The demographic factor undoubtedly represents an important aspect for the backbone of the Indian economy, both in terms of active population, which in 2014 was the second in the world with almost half a million people (74% male), and in terms of of internal demand driven by consumption and investments by an ‘aspiring middle class’ in continuous growth. These aspects are also readable through the entertainment industry, with the growing success, even abroad, of cinematography (see below: Cinema), the largest in the world for films produced and box office receipts. Each of the most popular languages ​​has its own production: the best known is Bollywood (Hindi / Urdu, based in Bombay), but also Tollywood (for the Telugu production of Hyderabad) and Kollywood (for Tamil cinematography, based in Chennay, see below: Cinema).

Economic and financial policy. – Starting from the second half of 2005, the Central Bank has pursued a prudent monetary policy, while the government has continued its strategy of gradual consolidation of public accounts, at the same time ensuring incentives for inclusive growth. The economic policy priorities that characterized this period include price control and financial stability, with the strengthening of the rules that regulate the functioning of financial markets, in order to create a context that favors the protection of savings, increased investment and prudent risk management.

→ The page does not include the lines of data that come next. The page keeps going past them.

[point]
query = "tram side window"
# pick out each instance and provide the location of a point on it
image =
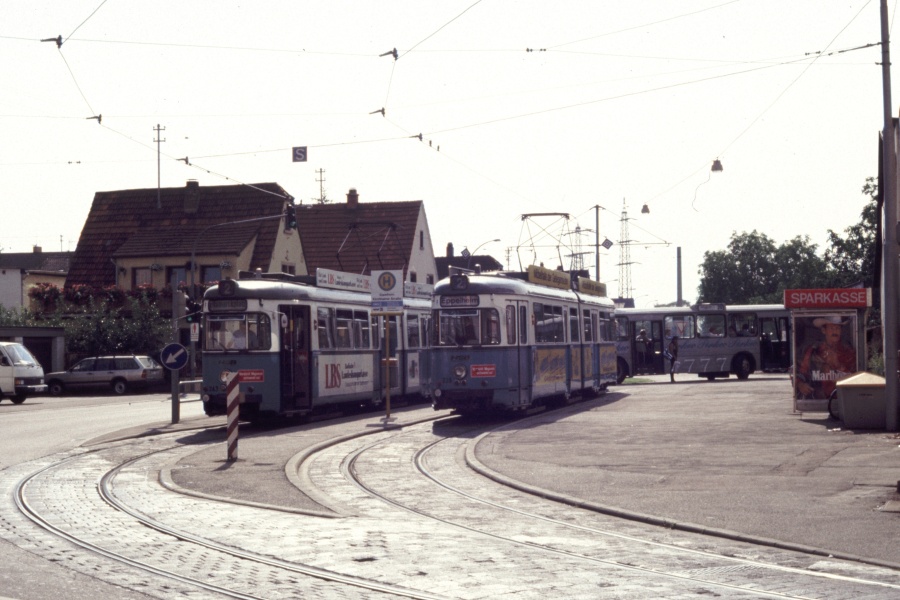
(426, 331)
(360, 330)
(412, 331)
(711, 325)
(325, 327)
(523, 325)
(548, 323)
(510, 325)
(573, 324)
(682, 326)
(259, 332)
(343, 324)
(742, 325)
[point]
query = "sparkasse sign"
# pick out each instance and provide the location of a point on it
(828, 298)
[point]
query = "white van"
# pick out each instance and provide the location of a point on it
(20, 373)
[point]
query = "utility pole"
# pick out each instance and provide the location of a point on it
(890, 261)
(624, 256)
(321, 180)
(158, 141)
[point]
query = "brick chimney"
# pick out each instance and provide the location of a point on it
(191, 197)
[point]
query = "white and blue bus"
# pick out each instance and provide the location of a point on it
(299, 344)
(509, 341)
(714, 340)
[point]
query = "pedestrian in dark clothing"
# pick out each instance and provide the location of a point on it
(672, 355)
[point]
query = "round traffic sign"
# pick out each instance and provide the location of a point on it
(174, 356)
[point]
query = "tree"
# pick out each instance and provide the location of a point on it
(745, 273)
(853, 259)
(755, 271)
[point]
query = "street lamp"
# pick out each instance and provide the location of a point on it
(477, 248)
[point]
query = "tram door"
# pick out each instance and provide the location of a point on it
(775, 343)
(517, 323)
(295, 357)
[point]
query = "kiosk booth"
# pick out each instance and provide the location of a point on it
(828, 342)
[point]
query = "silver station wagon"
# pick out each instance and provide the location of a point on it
(118, 373)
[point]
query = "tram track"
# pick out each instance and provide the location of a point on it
(718, 574)
(217, 552)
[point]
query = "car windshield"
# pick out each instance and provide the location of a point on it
(19, 355)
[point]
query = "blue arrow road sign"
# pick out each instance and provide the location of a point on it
(174, 356)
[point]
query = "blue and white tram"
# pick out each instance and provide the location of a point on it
(504, 342)
(297, 347)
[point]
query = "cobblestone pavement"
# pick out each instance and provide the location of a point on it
(388, 523)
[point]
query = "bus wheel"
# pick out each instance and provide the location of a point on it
(743, 366)
(621, 371)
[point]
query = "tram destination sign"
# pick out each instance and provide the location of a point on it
(467, 301)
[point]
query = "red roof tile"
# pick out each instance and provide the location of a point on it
(358, 239)
(130, 223)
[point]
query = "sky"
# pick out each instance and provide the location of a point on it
(520, 121)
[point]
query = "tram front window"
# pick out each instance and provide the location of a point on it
(469, 327)
(238, 332)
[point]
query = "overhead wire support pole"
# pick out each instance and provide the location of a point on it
(158, 141)
(890, 262)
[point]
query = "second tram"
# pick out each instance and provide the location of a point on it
(504, 342)
(297, 345)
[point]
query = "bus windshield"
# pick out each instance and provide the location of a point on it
(468, 327)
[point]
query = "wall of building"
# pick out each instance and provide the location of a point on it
(421, 262)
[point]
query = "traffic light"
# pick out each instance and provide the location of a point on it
(290, 218)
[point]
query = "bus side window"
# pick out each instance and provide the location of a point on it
(510, 324)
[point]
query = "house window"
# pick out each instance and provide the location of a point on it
(179, 274)
(210, 273)
(140, 276)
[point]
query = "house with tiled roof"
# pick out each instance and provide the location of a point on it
(361, 237)
(20, 271)
(149, 236)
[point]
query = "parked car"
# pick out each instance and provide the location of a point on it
(119, 373)
(20, 373)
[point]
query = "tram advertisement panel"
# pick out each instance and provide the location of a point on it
(826, 351)
(607, 363)
(550, 365)
(348, 374)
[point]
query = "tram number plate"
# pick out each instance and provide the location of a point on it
(484, 370)
(251, 375)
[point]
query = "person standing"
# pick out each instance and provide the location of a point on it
(672, 355)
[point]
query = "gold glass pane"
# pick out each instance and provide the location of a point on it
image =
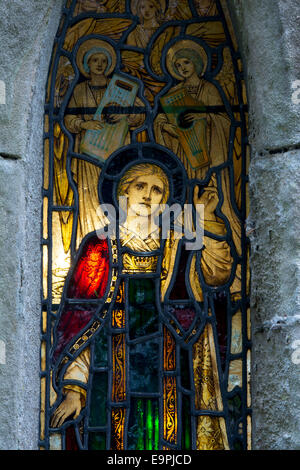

In the second half of 2008 India, detecting its exposure to global economic cycles, suffered a slowdown in economic growth due to the contraction of trade flows and the deterioration of world financial conditions. The government has therefore implemented some interventions to support economic activity, with the reduction of excise duties and the tax on indivisible services, the increase in public spending in the sectors of education, health and rural infrastructure, and the provision of export subsidies. In the same period, the Central Bank intervened in the foreign exchange markets by reducing its reserves in foreign currency to guarantee the necessary conditions of international competitiveness to the productive system. Furthermore, to prevent the risks associated with the credit crunch, the Indian authorities have temporarily adopted an expansionary monetary policy and injected liquidity into the banking system, while other interventions have been made to promote the offer of credit to the economy by public and private institutions. In the second half of 2010, the Central Bank renewed its interventions to reduce inflationary pressures, fueled by the increase in international prices and by the dynamics of domestic demand for food products. The consolidation of the structure of the banking system, the development of a robust financial market and the financial inclusion of small and medium-sized enterprises and the general public were among the priorities of the monetary policy authority. On the foreign exchange market, the action of the central bank was gradually reduced, creating the conditions for the currency to flexibly adjust to market dynamics, with the exception of sporadic interventions to limit excess volatility. During 2013, the government promoted the opening of the domestic market to foreign direct investment (FDI) and financial flows. As regards fiscal policy, the Indian authorities have decreed a gradual contraction of subsidies and public spending, in view of the consolidation of medium-term public accounts, which sets the target for the impact of the deficit on GDP for 2016 at 3%.

In addition, the government has promoted the rationalization of unplanned spending, decreed the distribution to the state of higher dividends by public companies with excess liquidity and initiated the reform of the direct taxation system.